2. Is Jack Hughes going to be OK at center? The quick and easy answer is “of course.” Hughes is a center, and a darn good one. Much of his explosive transition offense comes from bombing up the middle of the ice in a way that isn’t possible for outside players. The counterpoint is that the beating the rail-thin Hughes takes up the middle might slowly strip away that explosiveness. He’s missed 20 games to injury in each of the past two seasons, and his (still impressive) scoring returns have dwindled from 104.1 P/82 GP in 2021-22, to 97.87 in 2023-24, to 92.58 last season. Hughes was picked first in 2020 to be a franchise center, but would he be more valuable as a healthy, elite winger? It’s not like Keefe would miss his faceoff acumen (career 36 FO%).
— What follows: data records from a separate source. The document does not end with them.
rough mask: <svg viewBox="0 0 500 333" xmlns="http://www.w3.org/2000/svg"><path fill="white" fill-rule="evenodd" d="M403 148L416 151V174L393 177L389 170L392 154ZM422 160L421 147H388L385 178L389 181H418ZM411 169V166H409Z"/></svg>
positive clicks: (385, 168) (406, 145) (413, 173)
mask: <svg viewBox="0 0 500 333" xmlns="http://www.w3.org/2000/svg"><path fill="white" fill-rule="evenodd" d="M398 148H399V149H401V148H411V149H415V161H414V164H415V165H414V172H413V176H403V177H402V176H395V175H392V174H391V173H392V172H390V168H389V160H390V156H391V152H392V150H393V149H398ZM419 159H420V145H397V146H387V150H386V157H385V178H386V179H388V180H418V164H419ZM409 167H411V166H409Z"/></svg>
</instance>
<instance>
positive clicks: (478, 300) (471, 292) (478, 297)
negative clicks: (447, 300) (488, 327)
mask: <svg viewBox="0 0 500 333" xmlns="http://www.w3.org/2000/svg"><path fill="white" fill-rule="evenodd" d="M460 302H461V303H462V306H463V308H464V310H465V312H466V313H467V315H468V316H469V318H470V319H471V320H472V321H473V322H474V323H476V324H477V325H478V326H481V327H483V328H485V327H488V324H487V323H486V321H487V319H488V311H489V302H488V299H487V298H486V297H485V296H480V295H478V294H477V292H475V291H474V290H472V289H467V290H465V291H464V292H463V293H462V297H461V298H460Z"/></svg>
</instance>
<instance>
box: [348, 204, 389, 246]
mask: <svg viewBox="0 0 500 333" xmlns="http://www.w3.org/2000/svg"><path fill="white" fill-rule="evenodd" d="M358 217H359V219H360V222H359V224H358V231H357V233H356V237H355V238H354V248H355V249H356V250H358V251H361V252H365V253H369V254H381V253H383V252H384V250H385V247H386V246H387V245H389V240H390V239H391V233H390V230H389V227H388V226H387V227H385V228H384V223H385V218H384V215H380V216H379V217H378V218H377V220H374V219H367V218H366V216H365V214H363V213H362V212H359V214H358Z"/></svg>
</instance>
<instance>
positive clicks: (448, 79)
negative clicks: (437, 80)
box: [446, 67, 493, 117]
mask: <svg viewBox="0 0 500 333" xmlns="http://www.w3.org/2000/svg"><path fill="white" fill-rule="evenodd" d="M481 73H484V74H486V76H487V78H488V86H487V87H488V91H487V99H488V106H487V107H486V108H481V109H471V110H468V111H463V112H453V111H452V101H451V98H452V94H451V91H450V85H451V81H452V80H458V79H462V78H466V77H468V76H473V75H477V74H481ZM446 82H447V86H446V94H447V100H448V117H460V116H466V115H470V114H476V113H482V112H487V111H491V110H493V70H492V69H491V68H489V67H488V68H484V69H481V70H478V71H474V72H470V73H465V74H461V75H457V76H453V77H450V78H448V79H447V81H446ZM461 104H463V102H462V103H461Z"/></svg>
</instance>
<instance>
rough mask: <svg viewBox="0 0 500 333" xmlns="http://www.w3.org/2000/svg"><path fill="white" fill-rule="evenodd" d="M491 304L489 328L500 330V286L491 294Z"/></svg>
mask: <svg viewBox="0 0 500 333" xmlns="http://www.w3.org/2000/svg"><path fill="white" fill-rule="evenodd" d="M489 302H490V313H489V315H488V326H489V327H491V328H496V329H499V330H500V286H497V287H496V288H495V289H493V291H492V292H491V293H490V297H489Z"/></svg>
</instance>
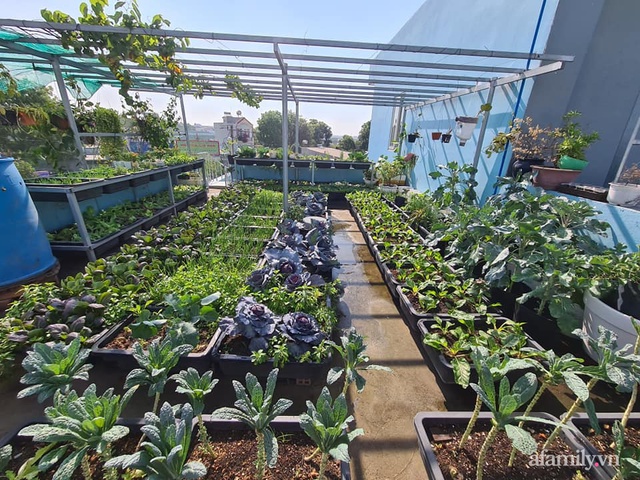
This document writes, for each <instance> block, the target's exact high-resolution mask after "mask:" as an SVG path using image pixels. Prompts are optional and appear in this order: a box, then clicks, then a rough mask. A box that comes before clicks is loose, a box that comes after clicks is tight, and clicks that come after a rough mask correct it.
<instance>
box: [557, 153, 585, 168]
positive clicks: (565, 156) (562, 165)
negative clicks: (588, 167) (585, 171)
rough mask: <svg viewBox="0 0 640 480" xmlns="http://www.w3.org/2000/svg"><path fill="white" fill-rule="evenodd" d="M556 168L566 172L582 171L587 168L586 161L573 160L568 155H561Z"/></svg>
mask: <svg viewBox="0 0 640 480" xmlns="http://www.w3.org/2000/svg"><path fill="white" fill-rule="evenodd" d="M557 165H558V168H565V169H567V170H580V171H582V170H584V168H585V167H586V166H587V161H586V160H580V159H579V158H573V157H570V156H569V155H562V156H561V157H560V158H559V159H558V163H557Z"/></svg>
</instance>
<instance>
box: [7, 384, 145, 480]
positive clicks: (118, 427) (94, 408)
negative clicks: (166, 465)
mask: <svg viewBox="0 0 640 480" xmlns="http://www.w3.org/2000/svg"><path fill="white" fill-rule="evenodd" d="M134 391H135V389H130V390H128V391H127V392H126V393H125V394H124V395H123V396H122V397H120V395H114V394H113V388H110V389H108V390H106V391H105V392H104V393H103V394H102V395H100V396H98V395H97V394H96V386H95V384H91V385H89V387H87V389H86V390H85V391H84V393H83V394H82V396H80V397H79V396H78V394H77V393H76V392H75V391H74V390H72V391H71V392H69V393H68V394H64V393H62V392H61V391H59V390H58V391H57V392H56V393H55V395H54V397H53V406H52V407H47V408H46V409H45V415H46V417H47V420H49V421H50V422H51V423H44V424H35V425H29V426H28V427H25V428H23V429H22V430H20V432H19V435H24V436H32V437H33V441H34V442H43V443H49V444H52V445H53V447H52V450H51V451H49V453H47V454H46V455H45V456H43V457H42V458H41V459H40V462H39V463H38V470H39V471H41V472H44V471H46V470H48V469H50V468H51V467H53V466H54V465H55V464H56V463H58V462H60V461H61V460H62V462H61V463H60V465H59V466H58V468H57V470H56V472H55V474H54V475H53V479H54V480H66V479H68V478H71V476H72V475H73V472H75V470H76V469H77V468H78V467H79V466H80V465H81V464H82V470H83V474H84V477H85V478H91V469H90V468H89V458H88V455H89V453H90V452H92V451H94V452H96V453H98V454H99V455H101V457H102V459H103V460H107V459H108V457H109V456H110V448H109V447H110V445H111V444H112V443H113V442H115V441H116V440H119V439H121V438H123V437H125V436H126V435H127V434H128V433H129V428H128V427H125V426H123V425H116V421H117V420H118V417H120V414H121V412H122V410H123V409H124V408H125V406H126V405H127V403H128V402H129V400H130V399H131V397H132V395H133V393H134Z"/></svg>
3. Is this core good enough to win? Jack Hughes is a special talent. Hischier is the sort of winning player scouts are always trying to unearth. Bratt has gone from a good top-six winger to an elite top-line point producer. The fact that they’re all 26 or younger should make it much easier for Jersey’s ceiling to reach a championship level, but the roster construction is shaky in other places. Palat’s contract is an anchor. Meier was brought in and paid $8.8 million AAV to be an elite goalscorer, and he’s merely a solid second-line winger. Hamilton is arguably surplus to requirements as the team’s top earner ($9-million AAV). Both goalies are 35, and Markstrom needs a new deal. Fitzgerald has never come under serious pressure from the fanbase, but is it possible that he tried to force open a contention window with the wrong players? The homegrown stars look great, but the outside help has hardly been a home run.
The Devils’ fans don’t dare assume they’ll have an injury-free season, but I have to if I’m going to predict where they’ll end up. In a top-heavy Metropolitan Division, a strong top six and an impressive blue line will be more than enough to hold serve in the automatic spots. A top-two berth (division crown?) should be attainable too; the Washington Capitals can’t rely on outlier individual seasons forever. The real litmus test will be the smothering Hurricanes at the end of the ‘Metro’ bracket.